Bild folgtKI-generierte IllustrationVicia laeta
Auch bekannt als: Vicia laeta
Wer die Fröhliche Wicke (Vicia laeta) einmal gesehen hat, vergisst sie nicht: Mit ihren hellgelben Schmetterlingsblüten und den feinen Blattranken ist sie eine überaus elegante Erscheinung im Garten. Da sie zu den Leguminosen (Hülsenfrüchtlern) gehört, verbessert sie ganz natürlich die Bodenqualität, indem sie Stickstoff im Wurzelbereich anreichert. Wenn du eine Schwäche für seltene Wildpflanzen hast, ist diese Wicke genau die richtige Wahl für dein grünes Refugium. Du holst dir damit ein Stück echte Naturgeschichte direkt vor die Haustür.
Ein botanischer Schatz aus Österreich für natürliche Bodenverbesserung.

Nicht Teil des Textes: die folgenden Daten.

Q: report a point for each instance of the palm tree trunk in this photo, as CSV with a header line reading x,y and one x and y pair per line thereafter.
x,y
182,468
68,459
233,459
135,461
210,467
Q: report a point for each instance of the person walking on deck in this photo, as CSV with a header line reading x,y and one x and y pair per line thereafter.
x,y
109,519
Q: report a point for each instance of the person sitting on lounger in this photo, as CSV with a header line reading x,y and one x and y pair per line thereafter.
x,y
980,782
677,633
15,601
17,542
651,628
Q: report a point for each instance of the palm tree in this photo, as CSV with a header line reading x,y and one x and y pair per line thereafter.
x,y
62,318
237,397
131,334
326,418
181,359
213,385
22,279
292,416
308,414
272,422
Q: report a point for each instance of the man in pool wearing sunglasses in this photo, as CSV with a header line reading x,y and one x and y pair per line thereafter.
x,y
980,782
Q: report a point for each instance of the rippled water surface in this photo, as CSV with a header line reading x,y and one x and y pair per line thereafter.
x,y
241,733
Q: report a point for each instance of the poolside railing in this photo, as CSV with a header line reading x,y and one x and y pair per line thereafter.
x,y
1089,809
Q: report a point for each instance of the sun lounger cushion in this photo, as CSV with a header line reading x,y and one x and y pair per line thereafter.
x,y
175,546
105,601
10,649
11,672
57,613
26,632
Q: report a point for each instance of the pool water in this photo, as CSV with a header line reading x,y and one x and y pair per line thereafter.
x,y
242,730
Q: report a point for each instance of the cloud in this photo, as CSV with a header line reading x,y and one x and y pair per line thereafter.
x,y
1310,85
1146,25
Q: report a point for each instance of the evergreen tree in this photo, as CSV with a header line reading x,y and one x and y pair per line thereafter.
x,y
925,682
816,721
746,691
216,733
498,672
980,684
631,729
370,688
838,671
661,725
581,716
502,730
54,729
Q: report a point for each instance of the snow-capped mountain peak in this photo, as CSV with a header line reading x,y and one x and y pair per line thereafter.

Die ökologische Bedeutung dieser Wicke ergibt sich vor allem aus ihrer Stellung als heimische Wildpflanze in Österreich. Durch die Symbiose mit Knöllchenbakterien an den Wurzeln dient sie als natürlicher Bodenverbesserer, der Stickstoff bindet und für andere Pflanzen verfügbar macht. Die Samenreife bietet im Spätsommer eine wichtige Nahrungsgrundlage für die lokale Fauna. Da für diese spezifische Art keine detaillierten Bestäuberdaten vorliegen, sichert ihre Anpflanzung primär den Fortbestand einer regionalen botanischen Seltenheit. Sie fungiert als wichtiger Baustein in einem vernetzten Ökosystem, in dem jede heimische Art eine Nische besetzt.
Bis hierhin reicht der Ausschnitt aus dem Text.